Em dois anos de ativa, a transformadora Contene driblou a rigidez dessa divisão e abriu uma frente em UD ainda sem competidores, sustenta o sócio Daniel de Azevedo Barros, “UDs para a classe C focam prioritariamente o preço e não atendam para os sinais de refinamento nos hábitos do consumo de baixa renda, em decorrência da melhora do poder aquisitivo nos últimos cinco anos”. Foi essa deixa para a Contene achar o seu caminho: conciliar os limites de preço com as novas expectativas do público popular C, concebendo UDs fora da vala comum e, não raro, contendo recursos visíveis apenas nos artigos desenhados para o topo da pirâmide.
Entre os exemplos dessa proposta, Barros destaca o lançamento de saladeiras de poliestireno cristal (GPS), com design aludindo ao ato de ofertar o alimento e com pegadores de polipropileno (PP) carregando com madeira. “É uma forma de transpor o apelo sustentável de saladeiras para a classe A munidas de pegadores à base de resina e fibras naturais”, justifica.
“Nosso produto tem preço sugerido a partir de R$ 14,90; bem abaixo dos R$ 50,00 do modelo para o comércio de luxo”. Na mesma trilha, ele expõe um novo porta-condimentos de PP com tampa flip top, “um tipo de UD fora da mira da classe C anos atrás”, e bem mais acessível que a versão de inox e vidro disponível para a classe A. O carro-chefe da Contene é uma família de baldes que escapa do tipo movido a preço e igual a todos da prateleira devido ao design moderno e por agregar tampa que facilita o escorrimento de água da chuva. “Evita o risco de o balde virar nicho de dengue e a tampa ainda protege a roupa ali acondicionada e deixada ao relento”, esclarece o industrial.

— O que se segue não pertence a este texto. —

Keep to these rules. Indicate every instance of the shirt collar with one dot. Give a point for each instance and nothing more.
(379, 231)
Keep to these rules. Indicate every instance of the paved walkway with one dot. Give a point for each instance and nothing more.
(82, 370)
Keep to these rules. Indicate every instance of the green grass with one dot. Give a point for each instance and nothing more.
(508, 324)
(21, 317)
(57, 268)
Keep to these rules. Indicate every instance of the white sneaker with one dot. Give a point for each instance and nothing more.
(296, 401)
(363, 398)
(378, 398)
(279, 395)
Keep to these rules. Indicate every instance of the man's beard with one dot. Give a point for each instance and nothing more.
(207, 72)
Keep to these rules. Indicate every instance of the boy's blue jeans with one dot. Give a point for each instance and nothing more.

Para materializar sacadas desse tipo, a Contene contratou a consultoria de marketing Criare, além da assessoria da Domus Design. “Também dispomos de 10 designers em nosso quadro pessoal”, insere Barros. Em suma, essa força tarefa tem um objetivo em regra restrito a UDs do comércio de luxo: rastrear desde os hábitos de consumo e tendências de moda, cores e design para cair no gosto reformulado do consumidora popular. Entre as mudanças no comportamento dela, o diretor assinala sua sensibilidade ao apelo ambiental com argumento de venda, desfazendo assim a impressão de que a classe C só tem olhos para etiqueta de preço. Com base nessa preocupação, exemplifica o transformador, a Contene introduziu cestos de lixo em versões de PP virgem e reciclado, condição sustentável ressaltada nos rótulos.
O sócio majoritário (80%) da Contene é Joaquim Matias de Oliveira. Ele e Barros aportaram em torno de R$14 milhões na transformadora, hoje escorada em 3.000 pontos de venda e cujo principal canal de varejo é a rede WalMart. A fábrica em Guarulhos partiu em 2007 e entrou em produção regular em 2008, amparada em 13 injetoras de 160 a 1100 toneladas, todas com robôs e uma extrusora para reciclados e compostos a exemplo da mistura de PP com serragem. Barros agendou para a segunda quinzena de setembro a partir de sua 14ª injetor, um modelo de 1250 toneladas da italiana BMB, com o qual a Contene estreará itens como cestos de lixo de 100 litros. “Nossos cestos menores já fogem dos tipos básicos por contar com rodas e recursos diferenciados como trava da tampa e sistema de pedal metálico, além de conectores de plástico patenteados”.
Na contramão da praxe em UDs para o mercado de baixa renda, Barros sublinha que a Contene não copia produtos, preferindo investir da estaca zero numa originalidade que, com poder de compra melhorado, a classe C demonstra que topa remunerar.